Komachi_ensaka recently posted a CU count of AMD’s upcoming Navi 21 GPU and this is the same count that has been posted by Chiphell leakers and other various twitter leakers so It is definitely starting to look credible. At 80 CUs you are looking at 5120 stream processor and could be the big Navi that gamers have been waiting for almost 3 years now.
AMD’s Navi 21 GPU to have 80 CUs according to yet another leak
Twitter user _rogame also created a compilation of the leaked specifications and this is a great table for reference purposes:
80 CUs translate to 5120 stream processors (assuming the same ratio as GCN) and if AMD is able to run these at a minimum of 1700 MHz, you are looking at an astounding 17.5 TFLOPs of power. Considering this is 7nm, AMD should easily be able to hit that (unless they run into TBP constraints) although you are still looking at quite a steep power draw of around 300W (not that any gamer in the high-end segment cares about power draw).

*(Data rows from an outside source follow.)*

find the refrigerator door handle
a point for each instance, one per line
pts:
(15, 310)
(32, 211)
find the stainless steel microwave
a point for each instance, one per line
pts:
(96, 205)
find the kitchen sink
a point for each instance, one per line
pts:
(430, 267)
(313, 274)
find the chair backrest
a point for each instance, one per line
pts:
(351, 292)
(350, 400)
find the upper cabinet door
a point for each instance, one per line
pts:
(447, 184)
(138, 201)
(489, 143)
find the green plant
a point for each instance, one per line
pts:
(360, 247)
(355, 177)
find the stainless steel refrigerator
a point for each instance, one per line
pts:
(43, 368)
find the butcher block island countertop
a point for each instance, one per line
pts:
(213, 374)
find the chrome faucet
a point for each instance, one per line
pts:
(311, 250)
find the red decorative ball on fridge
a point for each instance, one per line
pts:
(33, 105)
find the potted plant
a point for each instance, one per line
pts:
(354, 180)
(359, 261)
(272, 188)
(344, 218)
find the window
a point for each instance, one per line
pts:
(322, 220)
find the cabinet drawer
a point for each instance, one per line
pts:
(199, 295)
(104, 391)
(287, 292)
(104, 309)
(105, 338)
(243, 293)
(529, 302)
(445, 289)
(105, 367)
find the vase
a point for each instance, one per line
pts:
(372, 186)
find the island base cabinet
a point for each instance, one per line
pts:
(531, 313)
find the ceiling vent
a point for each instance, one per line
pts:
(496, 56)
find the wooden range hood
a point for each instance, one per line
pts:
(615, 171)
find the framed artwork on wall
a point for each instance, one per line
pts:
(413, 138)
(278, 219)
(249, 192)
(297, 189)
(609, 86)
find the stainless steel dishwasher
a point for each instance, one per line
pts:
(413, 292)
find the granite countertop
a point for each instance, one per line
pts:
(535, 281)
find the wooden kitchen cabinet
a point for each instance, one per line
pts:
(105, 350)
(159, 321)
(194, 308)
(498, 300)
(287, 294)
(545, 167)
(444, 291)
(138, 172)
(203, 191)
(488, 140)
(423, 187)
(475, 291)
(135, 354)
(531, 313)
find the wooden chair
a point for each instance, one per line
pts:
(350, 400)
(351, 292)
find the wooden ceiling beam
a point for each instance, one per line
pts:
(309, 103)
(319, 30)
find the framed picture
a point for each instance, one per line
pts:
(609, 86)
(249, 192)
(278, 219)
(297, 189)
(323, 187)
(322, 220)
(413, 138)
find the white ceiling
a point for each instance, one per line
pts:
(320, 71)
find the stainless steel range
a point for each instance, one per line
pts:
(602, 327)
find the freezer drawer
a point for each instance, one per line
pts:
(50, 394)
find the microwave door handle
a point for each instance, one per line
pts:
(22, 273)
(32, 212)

It is entirely possible that this is the Big Navi that was promised to us almost 2.5 years ago and the one that will deliver to AMD fans the high-end card they have been waiting for. On the other hand, it is also possible that this is a new die that the company prepared and while these graphics cards will obviously more powerful than the RX 5800 series, it is still not Big Navi.
Considering we are looking at at least four confirmed launches from AMD where graphics cards are concerned (thanks to EEC fillings), it is very likely that the Open VR entrant we saw recently is one of these. Nomenclature would dictate that the RX 5950 XT (or 6950 XT or whatever AMD decides to call it) be significantly more powerful than any of its younger siblings (like the already-released RX 5700) and going by the steps involved, we can easily see that this is going to be quite a powerful card.
AMD’s CEO, Dr. Lisa Su, has also promised high-end Radeon RX Navi GPUs. Lisa also mentioned that AMD is heavily investing in ray tracing for their 2020 discrete GPU lineup which would feature the 2nd Generation RNDA architecture with hardware-level integration to support ray-tracing. The features to expect from 2nd Generation RDNA Navi GPUs would be:
- Optimized 7nm+ process node
- Enthusiast-grade desktop graphics card options
- Hardware-Level Ray Tracing Support
- A mix of GDDR6 and HBM2 graphics cards
- More power-efficient than First-Gen Navi GPUs
AMD’s GPU side has been pretty much lackluster over the past couple of years and while the CPU side has made one hell of a comeback, its time for Radeon to shine once again. The last impressive launch that I recall was Hawaii and the RX 5950 XT/6950XT looks like it could restart AMD’s competitive streak in the GPU side of things as well. Equipped with a process advantage over its competitors, and with NVIDIA backed into a corner with its expensive Turing chips, this is one of the biggest opportunities for AMD Radeon to shine again.